I have to be honest I haven’t read anything from this author before this book but I was suitably impressed with the level of detail brought to the characters. Brought to life by the words written, they are told with gusto and flair. They have a real grittiness about them and their flaws, the turbulence between the relationships and the exasperation reading about each of them at times (especially Al) really helped to make the book feel, well, real. The descriptions of North Wales and Snowdonia are very well depicted and used for full force to take the reader to the new environment helping to cement everything in the story to something authentic.
My only two wobbles were that Al and Kate were such conflicting characters at times it felt a little too differing and caused angst but it feels authentic in comparison to sweet tales with not enough content. I did also find Al difficult to connect to he’s just too all over the place and a little bit laid-back?

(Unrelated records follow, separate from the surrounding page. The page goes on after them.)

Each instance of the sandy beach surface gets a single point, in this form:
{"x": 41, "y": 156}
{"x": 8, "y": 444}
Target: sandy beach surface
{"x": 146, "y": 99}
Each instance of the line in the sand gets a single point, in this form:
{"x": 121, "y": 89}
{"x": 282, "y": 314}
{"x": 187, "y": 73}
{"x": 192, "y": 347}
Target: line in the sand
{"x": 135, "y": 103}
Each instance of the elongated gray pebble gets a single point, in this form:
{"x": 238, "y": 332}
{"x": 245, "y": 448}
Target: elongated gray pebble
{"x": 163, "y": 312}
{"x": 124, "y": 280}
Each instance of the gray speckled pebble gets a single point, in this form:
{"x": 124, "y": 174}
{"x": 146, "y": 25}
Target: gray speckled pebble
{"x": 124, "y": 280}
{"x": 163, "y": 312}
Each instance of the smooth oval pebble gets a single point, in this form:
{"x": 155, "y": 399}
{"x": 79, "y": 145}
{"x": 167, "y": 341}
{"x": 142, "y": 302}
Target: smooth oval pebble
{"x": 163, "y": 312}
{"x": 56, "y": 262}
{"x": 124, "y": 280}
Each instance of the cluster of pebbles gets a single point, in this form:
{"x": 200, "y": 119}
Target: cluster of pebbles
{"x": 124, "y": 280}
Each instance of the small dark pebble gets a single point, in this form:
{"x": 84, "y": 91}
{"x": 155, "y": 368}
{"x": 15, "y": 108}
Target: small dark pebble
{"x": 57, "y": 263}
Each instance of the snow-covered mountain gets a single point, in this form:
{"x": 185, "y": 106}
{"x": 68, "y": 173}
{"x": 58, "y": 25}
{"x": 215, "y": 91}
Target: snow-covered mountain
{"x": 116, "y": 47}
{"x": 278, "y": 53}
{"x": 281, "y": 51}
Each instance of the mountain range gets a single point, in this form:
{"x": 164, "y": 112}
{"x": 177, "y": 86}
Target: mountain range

However I really thought the arguments, the fights, the mystery surrounding George and Al’s dislike of one another and the interweaving secondary characters minor-storylines really intriguing, helping to add to this.
Overall I really enjoyed this book; it doesn’t focus too much on the sickly sweet soppy romances that I tend to dislike and it has a raw and gritty feel. The characters and locations feel authentic and the feelings feel real in terms of the stories. If Al had had more staying power I think I would have warmed to him more but overall a great tale with a great premise and brilliant writing. Spot on.